‘Faster and Cheaper’: Two Navy Officials Share Vision of All-Digital Development, Testing and Acquisition of Weapons and Systems

Greater use of digital technology in developing, testing and acquiring new weapons and systems can produce the new capabilities the sea services need to match emerging peer competitors and do so “faster and cheaper,” two senior U.S. Navy officials said Nov. 20.

Digital modeling and simulation, virtual testing and combined live tests at sea or in the field can more quickly evaluate the capabilities of proposed systems while gaining valuable feedback from the warfighters, said William Bray, deputy assistant Navy secretary for research, development, test and evaluation.

A “digital transformation” to substitute computers for stacks of paper documents could reduce the time needed to take a proposed new capability from conception to full operational capability by at least half, added Garry Newton, the civilian deputy commander at Naval Air System Command.

The two officials were among a host of program officials, engineers and other procurement experts who attended a conference on model-based systems engineering staged by the American Society of Naval Engineers and described the increasing use of digitized information and processes in weapons development and sustainment.

Bray said the new National Security Strategy made it clear that “we are facing peer competitors and we have to focus on technology … and how to deliver that capability,” he said.
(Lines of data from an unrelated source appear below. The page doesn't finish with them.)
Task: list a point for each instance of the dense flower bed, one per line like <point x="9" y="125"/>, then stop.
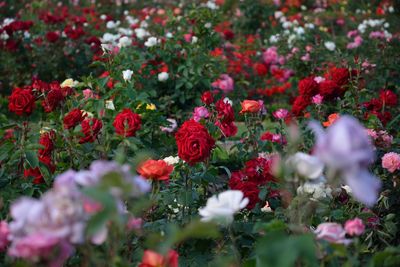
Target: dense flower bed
<point x="218" y="133"/>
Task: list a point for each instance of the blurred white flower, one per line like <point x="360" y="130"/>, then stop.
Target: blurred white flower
<point x="221" y="208"/>
<point x="306" y="165"/>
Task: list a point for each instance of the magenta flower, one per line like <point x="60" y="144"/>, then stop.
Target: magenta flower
<point x="224" y="83"/>
<point x="354" y="227"/>
<point x="280" y="114"/>
<point x="200" y="113"/>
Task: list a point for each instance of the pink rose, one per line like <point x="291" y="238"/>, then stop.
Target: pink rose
<point x="87" y="93"/>
<point x="354" y="227"/>
<point x="199" y="113"/>
<point x="280" y="113"/>
<point x="332" y="232"/>
<point x="391" y="161"/>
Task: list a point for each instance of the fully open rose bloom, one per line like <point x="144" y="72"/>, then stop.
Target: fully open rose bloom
<point x="194" y="142"/>
<point x="221" y="208"/>
<point x="153" y="259"/>
<point x="126" y="123"/>
<point x="155" y="169"/>
<point x="21" y="101"/>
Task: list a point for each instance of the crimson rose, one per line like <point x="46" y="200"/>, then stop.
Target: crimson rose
<point x="194" y="142"/>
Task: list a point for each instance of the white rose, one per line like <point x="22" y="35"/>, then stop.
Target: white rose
<point x="221" y="208"/>
<point x="306" y="166"/>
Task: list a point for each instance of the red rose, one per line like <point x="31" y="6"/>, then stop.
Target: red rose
<point x="73" y="118"/>
<point x="207" y="98"/>
<point x="228" y="129"/>
<point x="194" y="142"/>
<point x="225" y="111"/>
<point x="155" y="169"/>
<point x="126" y="123"/>
<point x="300" y="104"/>
<point x="46" y="141"/>
<point x="153" y="259"/>
<point x="388" y="97"/>
<point x="329" y="89"/>
<point x="21" y="101"/>
<point x="53" y="98"/>
<point x="90" y="128"/>
<point x="308" y="87"/>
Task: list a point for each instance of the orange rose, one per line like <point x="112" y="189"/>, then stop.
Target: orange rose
<point x="251" y="106"/>
<point x="155" y="169"/>
<point x="331" y="119"/>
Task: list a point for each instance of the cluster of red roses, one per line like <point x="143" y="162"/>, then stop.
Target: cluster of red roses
<point x="379" y="106"/>
<point x="256" y="173"/>
<point x="225" y="114"/>
<point x="46" y="140"/>
<point x="332" y="85"/>
<point x="22" y="100"/>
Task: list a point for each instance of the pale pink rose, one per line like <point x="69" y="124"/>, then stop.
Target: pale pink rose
<point x="4" y="234"/>
<point x="199" y="113"/>
<point x="354" y="227"/>
<point x="391" y="161"/>
<point x="317" y="99"/>
<point x="332" y="232"/>
<point x="87" y="93"/>
<point x="280" y="113"/>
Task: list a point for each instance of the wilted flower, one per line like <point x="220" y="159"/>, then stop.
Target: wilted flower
<point x="332" y="232"/>
<point x="354" y="227"/>
<point x="222" y="207"/>
<point x="306" y="165"/>
<point x="346" y="150"/>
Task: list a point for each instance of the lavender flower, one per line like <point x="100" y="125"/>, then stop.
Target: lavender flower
<point x="346" y="150"/>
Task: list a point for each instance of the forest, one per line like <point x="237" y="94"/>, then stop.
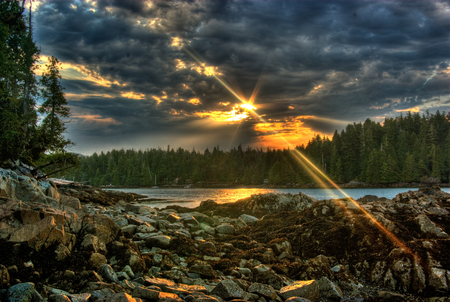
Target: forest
<point x="410" y="149"/>
<point x="33" y="108"/>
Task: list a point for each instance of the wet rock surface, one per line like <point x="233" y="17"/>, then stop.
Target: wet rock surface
<point x="80" y="244"/>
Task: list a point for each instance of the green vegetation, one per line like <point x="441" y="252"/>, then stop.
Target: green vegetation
<point x="411" y="148"/>
<point x="23" y="135"/>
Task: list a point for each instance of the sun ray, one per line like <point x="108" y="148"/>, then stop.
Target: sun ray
<point x="320" y="177"/>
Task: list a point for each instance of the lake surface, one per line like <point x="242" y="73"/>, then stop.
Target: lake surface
<point x="192" y="197"/>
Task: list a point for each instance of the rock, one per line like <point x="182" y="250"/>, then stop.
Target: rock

Part of the drive to field weapons “faster and cheaper” involves “digitizing all facets of the work” and developing a “digital blueprint” for proposed systems that can be shared among defense acquisition officials and industry, Bray said. Greater use of modeling and simulation and virtual testing, combined with live testing of prototypes, also “will drive down [the] cost” of new weapons, he said.

Newton showed a video contrasting engineers and acquisition officials struggling through huge stacks of paper documents to process a proposed system with a similar group using only computer-generated information. The old system takes 15 to 20 years to produce a new weapon system, while “our competitors are doing it in five,” he said. Doing more of the system engineering digitally could cut the developmental process by 50% and, possibly, by 75%, “if we go at it really hard,” Newton said.

He cited a recent program to update F/A-18 Super Hornets in which NAVAIR put the proposal to a contractor digitally, told the contractor what the Navy was willing to pay and signed the contract — all without using a single piece of paper.

Efforts to adapt digitally are “past the technology problems” but now must overcome the “cultural problems, helping our people use the new tools,” Newton said.